E’ quanto ha stabilito la Corte di Cassazione con sentenza n. 585 depositata il 15 gennaio 2015, pronunciata relativamente ad una vicenda in cui era stata avanzata richiesta di annullamento di una delibera assembleare, assunta in assenza di uno dei soci.
Quest’ultimo, infatti, si era visto escludere dal diritto di voto, per non aver effettuato, nei termini, il versamento della sua quota di capitale sociale.
Mentre, in primo grado, il Tribunale aveva ritenuto che il socio fosse stato legittimamente escluso perché moroso, i giudici di gravame avevano ribaltato la decisione escludendo che il medesimo fosse privo del diritto di voto poiché, pur essendo indiscusso il suo inadempimento, la società non aveva provveduto alla sua costituzione in mora.

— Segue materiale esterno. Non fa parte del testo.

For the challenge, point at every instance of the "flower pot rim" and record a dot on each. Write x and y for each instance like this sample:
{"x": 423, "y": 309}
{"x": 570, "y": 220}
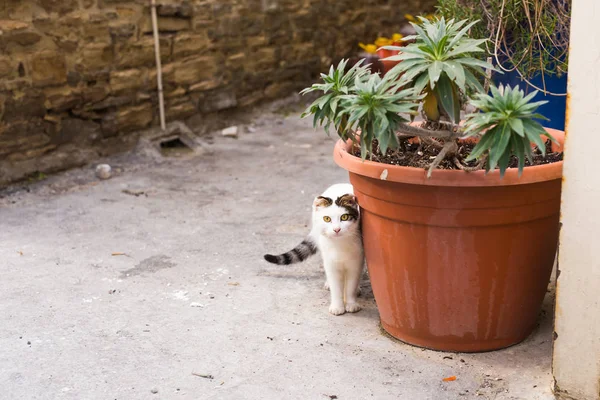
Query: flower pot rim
{"x": 440, "y": 177}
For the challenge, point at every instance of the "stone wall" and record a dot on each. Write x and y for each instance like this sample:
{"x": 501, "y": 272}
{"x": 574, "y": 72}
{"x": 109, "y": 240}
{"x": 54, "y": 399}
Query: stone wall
{"x": 78, "y": 77}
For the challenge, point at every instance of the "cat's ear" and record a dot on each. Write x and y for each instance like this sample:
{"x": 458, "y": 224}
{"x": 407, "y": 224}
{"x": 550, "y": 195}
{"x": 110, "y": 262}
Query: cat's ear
{"x": 322, "y": 201}
{"x": 347, "y": 200}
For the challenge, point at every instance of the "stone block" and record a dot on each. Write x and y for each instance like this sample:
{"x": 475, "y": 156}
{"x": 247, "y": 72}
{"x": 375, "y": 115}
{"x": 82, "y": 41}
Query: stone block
{"x": 165, "y": 24}
{"x": 122, "y": 31}
{"x": 218, "y": 100}
{"x": 134, "y": 118}
{"x": 139, "y": 53}
{"x": 22, "y": 134}
{"x": 192, "y": 71}
{"x": 75, "y": 130}
{"x": 96, "y": 57}
{"x": 181, "y": 10}
{"x": 20, "y": 37}
{"x": 179, "y": 108}
{"x": 251, "y": 99}
{"x": 6, "y": 68}
{"x": 24, "y": 105}
{"x": 279, "y": 89}
{"x": 128, "y": 79}
{"x": 206, "y": 85}
{"x": 10, "y": 26}
{"x": 63, "y": 98}
{"x": 263, "y": 58}
{"x": 190, "y": 44}
{"x": 94, "y": 94}
{"x": 59, "y": 6}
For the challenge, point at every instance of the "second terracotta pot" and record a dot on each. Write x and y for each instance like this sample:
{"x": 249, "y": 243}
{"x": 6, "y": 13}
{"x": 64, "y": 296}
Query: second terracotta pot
{"x": 459, "y": 262}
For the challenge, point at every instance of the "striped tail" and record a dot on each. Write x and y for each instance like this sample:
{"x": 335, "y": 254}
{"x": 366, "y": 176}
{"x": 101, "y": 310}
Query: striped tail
{"x": 298, "y": 254}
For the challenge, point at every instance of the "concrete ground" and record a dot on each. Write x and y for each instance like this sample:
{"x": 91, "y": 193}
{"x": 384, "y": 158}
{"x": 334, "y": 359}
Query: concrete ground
{"x": 151, "y": 285}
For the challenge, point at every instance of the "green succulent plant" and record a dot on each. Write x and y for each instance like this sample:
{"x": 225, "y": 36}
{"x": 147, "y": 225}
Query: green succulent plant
{"x": 508, "y": 123}
{"x": 438, "y": 72}
{"x": 375, "y": 106}
{"x": 336, "y": 83}
{"x": 440, "y": 64}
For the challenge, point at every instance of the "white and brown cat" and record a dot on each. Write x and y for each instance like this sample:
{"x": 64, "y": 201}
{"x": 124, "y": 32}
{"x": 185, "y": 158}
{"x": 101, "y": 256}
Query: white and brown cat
{"x": 336, "y": 234}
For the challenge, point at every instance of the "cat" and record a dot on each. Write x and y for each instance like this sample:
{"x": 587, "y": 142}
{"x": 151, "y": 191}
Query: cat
{"x": 336, "y": 233}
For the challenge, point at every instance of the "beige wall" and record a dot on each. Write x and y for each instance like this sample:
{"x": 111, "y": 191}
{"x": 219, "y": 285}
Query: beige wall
{"x": 80, "y": 74}
{"x": 577, "y": 325}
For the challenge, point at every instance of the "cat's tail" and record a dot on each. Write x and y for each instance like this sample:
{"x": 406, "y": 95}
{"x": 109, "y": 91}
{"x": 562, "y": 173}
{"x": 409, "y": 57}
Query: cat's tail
{"x": 307, "y": 248}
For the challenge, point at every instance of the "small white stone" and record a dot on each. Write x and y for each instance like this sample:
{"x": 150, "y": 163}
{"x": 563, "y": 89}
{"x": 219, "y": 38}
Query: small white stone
{"x": 103, "y": 171}
{"x": 230, "y": 132}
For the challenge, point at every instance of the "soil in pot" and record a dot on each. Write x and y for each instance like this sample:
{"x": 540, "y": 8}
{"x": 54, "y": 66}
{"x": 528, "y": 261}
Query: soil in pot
{"x": 411, "y": 153}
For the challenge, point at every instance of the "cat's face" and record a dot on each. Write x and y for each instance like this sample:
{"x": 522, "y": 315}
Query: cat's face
{"x": 336, "y": 218}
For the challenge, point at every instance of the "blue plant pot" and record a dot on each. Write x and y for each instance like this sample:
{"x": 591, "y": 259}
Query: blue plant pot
{"x": 556, "y": 107}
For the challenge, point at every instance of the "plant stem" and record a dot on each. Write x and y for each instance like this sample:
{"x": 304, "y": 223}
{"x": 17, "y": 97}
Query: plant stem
{"x": 449, "y": 147}
{"x": 409, "y": 130}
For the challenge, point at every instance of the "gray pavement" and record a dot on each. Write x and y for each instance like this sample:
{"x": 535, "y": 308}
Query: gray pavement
{"x": 151, "y": 285}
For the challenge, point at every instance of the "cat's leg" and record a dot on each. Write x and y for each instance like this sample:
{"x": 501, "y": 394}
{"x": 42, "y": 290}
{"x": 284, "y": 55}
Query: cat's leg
{"x": 353, "y": 274}
{"x": 335, "y": 278}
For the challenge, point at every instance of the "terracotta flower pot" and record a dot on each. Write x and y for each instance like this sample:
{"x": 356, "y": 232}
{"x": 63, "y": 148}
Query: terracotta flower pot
{"x": 459, "y": 262}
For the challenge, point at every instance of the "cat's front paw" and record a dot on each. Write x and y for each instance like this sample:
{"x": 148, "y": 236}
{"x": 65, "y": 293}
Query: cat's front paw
{"x": 336, "y": 310}
{"x": 353, "y": 307}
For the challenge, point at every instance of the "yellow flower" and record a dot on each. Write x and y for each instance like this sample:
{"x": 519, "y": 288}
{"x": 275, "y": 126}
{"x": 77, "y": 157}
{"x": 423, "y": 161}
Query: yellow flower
{"x": 369, "y": 48}
{"x": 382, "y": 41}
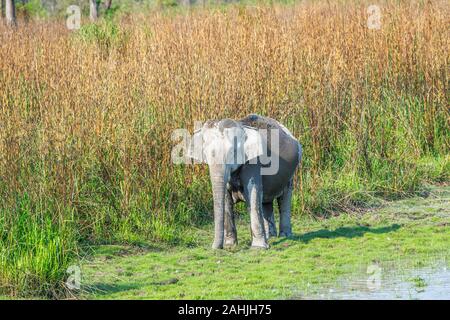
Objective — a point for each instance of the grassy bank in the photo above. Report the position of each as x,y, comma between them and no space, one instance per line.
86,119
400,236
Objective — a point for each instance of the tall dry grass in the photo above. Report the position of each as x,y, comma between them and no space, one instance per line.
86,117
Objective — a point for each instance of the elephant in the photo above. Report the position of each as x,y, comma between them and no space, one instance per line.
254,160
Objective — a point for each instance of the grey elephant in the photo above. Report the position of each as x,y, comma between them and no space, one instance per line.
253,159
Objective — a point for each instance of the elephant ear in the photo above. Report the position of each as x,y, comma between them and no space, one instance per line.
253,145
195,148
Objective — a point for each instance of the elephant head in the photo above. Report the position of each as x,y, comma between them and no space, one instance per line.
224,145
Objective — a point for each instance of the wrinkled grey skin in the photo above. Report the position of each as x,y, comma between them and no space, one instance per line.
232,183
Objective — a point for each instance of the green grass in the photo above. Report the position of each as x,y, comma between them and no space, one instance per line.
410,233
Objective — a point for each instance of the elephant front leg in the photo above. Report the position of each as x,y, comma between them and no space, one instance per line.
253,194
269,220
284,203
230,226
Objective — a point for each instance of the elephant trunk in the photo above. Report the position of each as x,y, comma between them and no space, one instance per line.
219,178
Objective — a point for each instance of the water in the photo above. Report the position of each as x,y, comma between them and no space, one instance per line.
422,284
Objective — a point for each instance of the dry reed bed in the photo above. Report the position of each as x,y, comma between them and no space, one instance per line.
73,108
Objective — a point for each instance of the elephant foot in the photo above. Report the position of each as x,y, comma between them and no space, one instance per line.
259,243
285,234
230,242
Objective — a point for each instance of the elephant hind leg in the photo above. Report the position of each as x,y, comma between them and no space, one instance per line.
269,220
284,204
230,239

A detta della Cassazione, tuttavia, la Corte d’Appello aveva errato nel valutare che fosse necessaria, ai fini della esclusione al voto, anche la costituzione in mora, non rinvenibile nel caso di specie.
Ed infatti, secondo i giudici di legittimità, il diritto di voto in assemblea non può essere esercitato dal socio moroso, indipendentemente dal fatto che vi sia o meno uno specifico atto di costituzione in mora o l’intimazione di una diffida ad eseguire il pagamento entro trenta giorni.
La diffida ad adempiere, in tale contesto, ha la sola finalità di dare inizio alla procedura di vendita in danno dell’intera quota sottoscritta, ferma restando, tuttavia, la decadenza dall’esercizio del diritto di voto.